伯克霍尔德氏菌JP2-270抗水稻纹枯病菌机理的初步研究

doi:10.16409/j.cnki.2095-039x.2022.02.003

摘要/Abstract

摘要： 水稻纹枯病是由立枯丝核菌Rhizoctonia solani引起的，是水稻的三大病害之一。本研究采用基因敲除、荧光定量PCR和靶向代谢物差异分析等方法，初步探索了伯克霍尔德氏菌Burkholderia sp.JP2-270抑制水稻纹枯病菌的作用机制。首先，选取了水稻稻瘟病菌Magnaporthe oryza、香蕉枯萎病菌Fusarium oxysporum、番茄斑枯病菌Septoria lycopersici Speg.、小麦赤霉病菌Fusarium graminearum和烟草枯萎病菌Fusarium oxysporum等病原真菌进行抗真菌活性测定，结果表明，菌株JP2-270具有广谱抗真菌活性。其次，通过靶向基因敲除明确了菌株JP2-270所产生的硝吡咯菌素pyrrolnitrin是抑制立枯丝核菌GD118的主要次生代谢物。

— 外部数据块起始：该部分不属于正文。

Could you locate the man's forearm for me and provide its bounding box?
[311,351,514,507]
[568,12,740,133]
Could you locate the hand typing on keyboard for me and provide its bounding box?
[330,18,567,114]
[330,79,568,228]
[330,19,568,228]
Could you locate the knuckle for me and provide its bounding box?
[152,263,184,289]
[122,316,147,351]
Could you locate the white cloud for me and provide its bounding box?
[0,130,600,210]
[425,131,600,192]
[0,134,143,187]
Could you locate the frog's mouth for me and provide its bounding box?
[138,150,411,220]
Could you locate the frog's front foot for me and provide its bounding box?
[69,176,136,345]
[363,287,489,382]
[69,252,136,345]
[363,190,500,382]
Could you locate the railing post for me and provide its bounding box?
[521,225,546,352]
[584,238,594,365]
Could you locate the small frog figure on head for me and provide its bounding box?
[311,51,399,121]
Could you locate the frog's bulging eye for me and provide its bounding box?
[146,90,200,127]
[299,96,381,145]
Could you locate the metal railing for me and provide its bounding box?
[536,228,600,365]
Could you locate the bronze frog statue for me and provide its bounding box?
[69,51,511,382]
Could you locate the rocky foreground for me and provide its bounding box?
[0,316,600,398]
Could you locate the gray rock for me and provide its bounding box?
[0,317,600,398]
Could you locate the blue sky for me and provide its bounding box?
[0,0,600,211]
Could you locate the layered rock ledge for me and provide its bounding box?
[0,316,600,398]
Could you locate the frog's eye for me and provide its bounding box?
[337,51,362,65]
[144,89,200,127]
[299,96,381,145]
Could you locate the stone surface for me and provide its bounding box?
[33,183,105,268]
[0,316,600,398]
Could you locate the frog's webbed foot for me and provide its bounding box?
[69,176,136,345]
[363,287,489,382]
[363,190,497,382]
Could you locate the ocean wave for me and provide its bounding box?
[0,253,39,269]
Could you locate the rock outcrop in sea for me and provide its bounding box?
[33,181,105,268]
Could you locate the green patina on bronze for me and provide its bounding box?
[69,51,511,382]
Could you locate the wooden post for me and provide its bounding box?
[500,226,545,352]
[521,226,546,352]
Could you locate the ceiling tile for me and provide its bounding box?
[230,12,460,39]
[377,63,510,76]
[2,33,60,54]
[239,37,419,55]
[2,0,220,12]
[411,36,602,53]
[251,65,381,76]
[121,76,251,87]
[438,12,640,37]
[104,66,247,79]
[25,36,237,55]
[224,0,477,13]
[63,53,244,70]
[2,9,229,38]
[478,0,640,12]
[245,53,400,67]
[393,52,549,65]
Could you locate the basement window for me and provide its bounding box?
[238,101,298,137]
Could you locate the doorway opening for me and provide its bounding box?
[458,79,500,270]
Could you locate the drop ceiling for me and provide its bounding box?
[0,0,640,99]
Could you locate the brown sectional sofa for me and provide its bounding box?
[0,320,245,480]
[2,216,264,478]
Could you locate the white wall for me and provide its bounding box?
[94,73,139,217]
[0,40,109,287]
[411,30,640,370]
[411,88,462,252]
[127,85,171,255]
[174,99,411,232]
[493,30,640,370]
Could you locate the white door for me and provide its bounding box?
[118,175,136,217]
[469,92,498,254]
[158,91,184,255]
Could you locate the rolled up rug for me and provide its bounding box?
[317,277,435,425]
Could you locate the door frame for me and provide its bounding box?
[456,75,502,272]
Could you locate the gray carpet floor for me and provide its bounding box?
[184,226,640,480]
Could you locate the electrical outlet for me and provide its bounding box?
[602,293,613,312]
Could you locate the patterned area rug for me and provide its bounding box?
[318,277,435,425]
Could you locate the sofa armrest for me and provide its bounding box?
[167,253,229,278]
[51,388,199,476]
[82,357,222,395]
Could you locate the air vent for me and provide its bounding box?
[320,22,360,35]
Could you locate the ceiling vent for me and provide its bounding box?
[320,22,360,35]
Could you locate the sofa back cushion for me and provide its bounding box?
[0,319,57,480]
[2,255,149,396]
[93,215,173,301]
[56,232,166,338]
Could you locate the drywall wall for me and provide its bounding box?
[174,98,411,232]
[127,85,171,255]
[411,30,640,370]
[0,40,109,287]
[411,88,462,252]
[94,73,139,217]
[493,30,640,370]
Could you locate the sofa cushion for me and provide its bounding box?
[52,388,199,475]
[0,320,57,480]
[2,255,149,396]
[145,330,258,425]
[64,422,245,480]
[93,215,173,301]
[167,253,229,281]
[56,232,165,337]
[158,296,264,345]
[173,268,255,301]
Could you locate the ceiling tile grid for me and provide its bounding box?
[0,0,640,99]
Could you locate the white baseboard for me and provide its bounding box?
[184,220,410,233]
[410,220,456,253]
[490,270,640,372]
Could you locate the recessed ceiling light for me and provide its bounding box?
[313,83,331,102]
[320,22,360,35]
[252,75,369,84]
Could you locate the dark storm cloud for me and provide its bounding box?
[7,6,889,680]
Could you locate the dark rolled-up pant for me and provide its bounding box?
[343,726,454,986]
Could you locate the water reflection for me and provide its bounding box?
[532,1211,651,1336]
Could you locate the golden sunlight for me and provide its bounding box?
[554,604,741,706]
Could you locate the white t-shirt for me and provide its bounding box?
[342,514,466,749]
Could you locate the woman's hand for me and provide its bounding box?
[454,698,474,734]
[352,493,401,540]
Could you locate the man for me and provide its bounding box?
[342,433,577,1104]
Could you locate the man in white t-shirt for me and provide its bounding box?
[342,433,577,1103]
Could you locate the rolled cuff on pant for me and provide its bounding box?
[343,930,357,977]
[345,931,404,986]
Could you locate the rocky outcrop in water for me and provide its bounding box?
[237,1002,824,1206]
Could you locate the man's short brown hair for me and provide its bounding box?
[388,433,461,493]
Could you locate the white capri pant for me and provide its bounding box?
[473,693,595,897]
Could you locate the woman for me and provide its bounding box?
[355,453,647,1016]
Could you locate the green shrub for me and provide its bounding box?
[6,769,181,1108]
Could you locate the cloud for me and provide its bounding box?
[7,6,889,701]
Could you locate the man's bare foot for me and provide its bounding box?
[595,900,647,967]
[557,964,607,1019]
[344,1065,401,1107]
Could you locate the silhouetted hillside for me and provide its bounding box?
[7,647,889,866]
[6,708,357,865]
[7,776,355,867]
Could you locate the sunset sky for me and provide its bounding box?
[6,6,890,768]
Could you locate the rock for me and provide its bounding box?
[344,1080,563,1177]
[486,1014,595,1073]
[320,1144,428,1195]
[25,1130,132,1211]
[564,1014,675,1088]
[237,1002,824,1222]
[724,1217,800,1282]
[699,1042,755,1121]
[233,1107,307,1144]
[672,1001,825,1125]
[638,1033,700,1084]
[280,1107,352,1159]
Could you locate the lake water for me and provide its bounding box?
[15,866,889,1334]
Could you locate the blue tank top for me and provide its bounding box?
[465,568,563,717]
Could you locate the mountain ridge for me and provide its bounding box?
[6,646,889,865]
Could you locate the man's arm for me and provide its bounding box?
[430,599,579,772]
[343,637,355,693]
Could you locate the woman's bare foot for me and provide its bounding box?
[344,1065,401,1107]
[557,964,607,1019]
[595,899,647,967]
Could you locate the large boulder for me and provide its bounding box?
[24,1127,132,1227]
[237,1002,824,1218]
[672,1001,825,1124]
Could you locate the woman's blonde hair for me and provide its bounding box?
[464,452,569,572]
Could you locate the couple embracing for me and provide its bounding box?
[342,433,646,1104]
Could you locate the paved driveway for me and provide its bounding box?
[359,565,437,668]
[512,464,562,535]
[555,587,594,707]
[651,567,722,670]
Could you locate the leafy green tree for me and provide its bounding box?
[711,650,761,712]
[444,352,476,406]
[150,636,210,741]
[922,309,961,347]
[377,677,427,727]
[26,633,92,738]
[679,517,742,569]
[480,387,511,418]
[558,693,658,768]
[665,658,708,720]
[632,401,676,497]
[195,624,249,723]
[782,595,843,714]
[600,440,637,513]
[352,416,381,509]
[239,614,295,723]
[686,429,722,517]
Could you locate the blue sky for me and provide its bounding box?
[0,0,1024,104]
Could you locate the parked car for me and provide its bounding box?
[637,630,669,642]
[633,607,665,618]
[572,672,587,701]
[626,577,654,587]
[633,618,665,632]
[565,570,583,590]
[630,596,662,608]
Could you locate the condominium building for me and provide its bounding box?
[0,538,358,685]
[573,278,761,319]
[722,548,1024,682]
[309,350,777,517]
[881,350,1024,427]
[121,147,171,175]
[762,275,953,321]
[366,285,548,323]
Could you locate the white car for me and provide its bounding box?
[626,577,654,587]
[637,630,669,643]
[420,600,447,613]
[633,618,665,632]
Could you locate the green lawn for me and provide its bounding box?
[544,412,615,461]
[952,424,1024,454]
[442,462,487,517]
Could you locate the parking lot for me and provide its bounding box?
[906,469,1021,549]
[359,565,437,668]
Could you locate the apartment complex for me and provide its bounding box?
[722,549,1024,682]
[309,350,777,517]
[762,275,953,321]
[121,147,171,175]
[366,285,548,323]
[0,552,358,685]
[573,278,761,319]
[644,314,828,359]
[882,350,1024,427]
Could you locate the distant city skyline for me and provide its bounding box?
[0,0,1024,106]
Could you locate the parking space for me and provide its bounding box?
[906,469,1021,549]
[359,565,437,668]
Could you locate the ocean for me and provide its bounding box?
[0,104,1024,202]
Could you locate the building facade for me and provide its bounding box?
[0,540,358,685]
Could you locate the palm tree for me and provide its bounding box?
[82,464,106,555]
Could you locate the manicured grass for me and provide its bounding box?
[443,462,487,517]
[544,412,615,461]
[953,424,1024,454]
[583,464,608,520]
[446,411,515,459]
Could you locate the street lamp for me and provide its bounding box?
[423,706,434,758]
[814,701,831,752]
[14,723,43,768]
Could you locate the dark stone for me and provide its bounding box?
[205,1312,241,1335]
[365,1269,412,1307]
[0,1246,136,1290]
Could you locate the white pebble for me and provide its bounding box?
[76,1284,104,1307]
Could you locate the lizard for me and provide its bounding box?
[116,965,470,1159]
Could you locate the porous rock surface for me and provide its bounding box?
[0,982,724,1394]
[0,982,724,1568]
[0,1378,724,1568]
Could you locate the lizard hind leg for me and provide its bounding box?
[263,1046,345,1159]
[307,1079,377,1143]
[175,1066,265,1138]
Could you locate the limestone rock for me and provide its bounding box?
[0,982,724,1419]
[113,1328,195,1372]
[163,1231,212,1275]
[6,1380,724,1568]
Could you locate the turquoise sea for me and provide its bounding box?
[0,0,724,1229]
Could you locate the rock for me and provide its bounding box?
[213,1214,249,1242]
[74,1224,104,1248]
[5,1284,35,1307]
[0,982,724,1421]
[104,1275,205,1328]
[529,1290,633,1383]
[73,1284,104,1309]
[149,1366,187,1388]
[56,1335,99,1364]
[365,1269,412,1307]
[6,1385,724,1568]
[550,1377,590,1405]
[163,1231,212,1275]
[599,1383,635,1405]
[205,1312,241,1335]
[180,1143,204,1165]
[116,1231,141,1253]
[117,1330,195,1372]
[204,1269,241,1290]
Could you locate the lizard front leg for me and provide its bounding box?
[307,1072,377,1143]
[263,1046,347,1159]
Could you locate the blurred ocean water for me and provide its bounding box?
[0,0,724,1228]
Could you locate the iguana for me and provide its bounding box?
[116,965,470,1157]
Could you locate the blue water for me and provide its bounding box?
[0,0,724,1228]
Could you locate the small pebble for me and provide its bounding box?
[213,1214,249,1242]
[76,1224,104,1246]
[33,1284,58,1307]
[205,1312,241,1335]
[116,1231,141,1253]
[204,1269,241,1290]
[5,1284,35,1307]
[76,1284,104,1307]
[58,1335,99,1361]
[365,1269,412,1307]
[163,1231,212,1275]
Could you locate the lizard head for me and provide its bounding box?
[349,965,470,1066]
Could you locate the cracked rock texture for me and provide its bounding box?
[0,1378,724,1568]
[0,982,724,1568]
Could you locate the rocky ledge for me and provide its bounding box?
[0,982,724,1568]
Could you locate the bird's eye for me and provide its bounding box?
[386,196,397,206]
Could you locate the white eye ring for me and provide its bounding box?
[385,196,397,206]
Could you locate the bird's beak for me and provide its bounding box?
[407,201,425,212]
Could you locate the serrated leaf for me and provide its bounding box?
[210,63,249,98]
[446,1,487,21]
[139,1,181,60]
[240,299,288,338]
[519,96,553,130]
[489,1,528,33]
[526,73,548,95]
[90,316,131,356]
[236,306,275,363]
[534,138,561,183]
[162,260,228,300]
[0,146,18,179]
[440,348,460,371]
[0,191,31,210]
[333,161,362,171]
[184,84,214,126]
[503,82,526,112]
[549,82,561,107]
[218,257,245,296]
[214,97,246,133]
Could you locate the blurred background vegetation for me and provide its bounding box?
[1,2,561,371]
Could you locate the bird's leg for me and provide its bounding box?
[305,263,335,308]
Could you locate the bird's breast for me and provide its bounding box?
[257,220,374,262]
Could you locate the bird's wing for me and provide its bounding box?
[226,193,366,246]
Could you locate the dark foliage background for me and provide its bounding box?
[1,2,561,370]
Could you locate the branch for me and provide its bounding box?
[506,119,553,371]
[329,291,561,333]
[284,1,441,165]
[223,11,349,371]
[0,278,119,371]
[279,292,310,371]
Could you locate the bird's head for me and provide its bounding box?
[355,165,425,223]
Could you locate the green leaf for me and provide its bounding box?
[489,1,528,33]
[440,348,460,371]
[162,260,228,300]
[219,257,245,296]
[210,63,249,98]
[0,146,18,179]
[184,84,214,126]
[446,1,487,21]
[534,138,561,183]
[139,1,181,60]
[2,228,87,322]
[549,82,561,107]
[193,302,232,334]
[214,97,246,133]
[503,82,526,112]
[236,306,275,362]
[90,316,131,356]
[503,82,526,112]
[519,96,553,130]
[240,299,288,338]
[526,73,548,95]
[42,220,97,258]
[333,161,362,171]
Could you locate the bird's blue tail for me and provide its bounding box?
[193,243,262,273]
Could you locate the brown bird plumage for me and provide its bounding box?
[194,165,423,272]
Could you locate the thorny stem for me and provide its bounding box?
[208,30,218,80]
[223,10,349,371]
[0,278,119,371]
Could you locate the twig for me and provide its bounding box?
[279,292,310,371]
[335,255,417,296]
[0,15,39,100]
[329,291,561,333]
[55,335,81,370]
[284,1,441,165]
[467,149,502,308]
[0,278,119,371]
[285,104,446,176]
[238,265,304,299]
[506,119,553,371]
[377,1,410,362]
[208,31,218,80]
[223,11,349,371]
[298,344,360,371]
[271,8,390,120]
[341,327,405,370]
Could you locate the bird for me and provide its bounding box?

最后，qRT-PCR分析表明硝吡咯菌素的合成在转录水平上受到菌株JP2-270中LysR家族转录调控蛋白BysR的正向调控；并且，差异代谢物谱分析也证明BysR能够正调控硝吡咯菌素的合成。在伯克霍尔德氏菌中LysR类型的转录调控蛋白BysR作为硝吡咯菌素合成调控的研究属于首次报道，BysR蛋白可作为基因工程的靶点，通过遗传改良提高硝吡咯菌素的生物合成量。因此，菌株JP2-270具有开发成生物防治剂防治植物真菌病害的潜能。

关键词: 伯克霍尔德, 水稻纹枯病, 硝吡咯菌素, 转录调控蛋白BysR

Abstract: Sheath blight, caused by Rhizoctonia solani, is one of the three major diseases of rice. In this study, we performed gene knockout, real time quantitative PCR and differential analysis of targeted metabolites to preliminarily uncover the inhibitory mechanism of Burkholderia sp. JP2-270 against rice sheath blight. Magnaporthe oryza, Fusarium oxysporum, Fusarium graminearum and Septoria lycopersici Speg were selected as the target fungi for inhibition activity analysis, and the results showed that JP2-270 has broad spectrum inhibitory activities against these phytopathogenic fungi. Targeted gene knockout analysis indicated that pyrrolnitrin produced by strain JP2-270 was the main secondary metabolite inhibiting R. solani GD118. qRT-PCR analysis showed that the expression of gene cluster (prnA-D) responsible for the production of pyrrolnitrin was positively regulated by a LysR transcriptional regulator BysR in strain JP2-270, and the differential metabolite spectrum analysis further confirmed that BysR could positively regulate the synthesis of pyrrolnitrin. LysR type transcriptional regulatory protein BysR was reported for the first time as the regulator of pyrrolnitrin production in Burkholderia. The transcriptional regulator BysR could be used as a target of genetic engineering to improve the production of pyrrolnitrin. Thus, Burkholderia sp. JP2-270 has the potential to be developed as a biocontrol agent against plant fungal disease.

Key words: Burkholderia, rice sheath blight disease, pyrrolnitrin, transcriptional regulator BysR

中图分类号:

S476

吴丽娟, 韩聪, 王惠梅, 王磊, 鄂志国. 伯克霍尔德氏菌JP2-270抗水稻纹枯病菌机理的初步研究[J]. 中国生物防治学报, 2022, 38(1): 230-241.

WU Lijuan, HAN Cong, WANG Huimei, WANG Lei, E Zhiguo. Study on the Resistance Mechanism of Burkholderia sp. JP2-270 against Rice Sheath Blight[J]. Chinese Journal of Biological Control, 2022, 38(1): 230-241.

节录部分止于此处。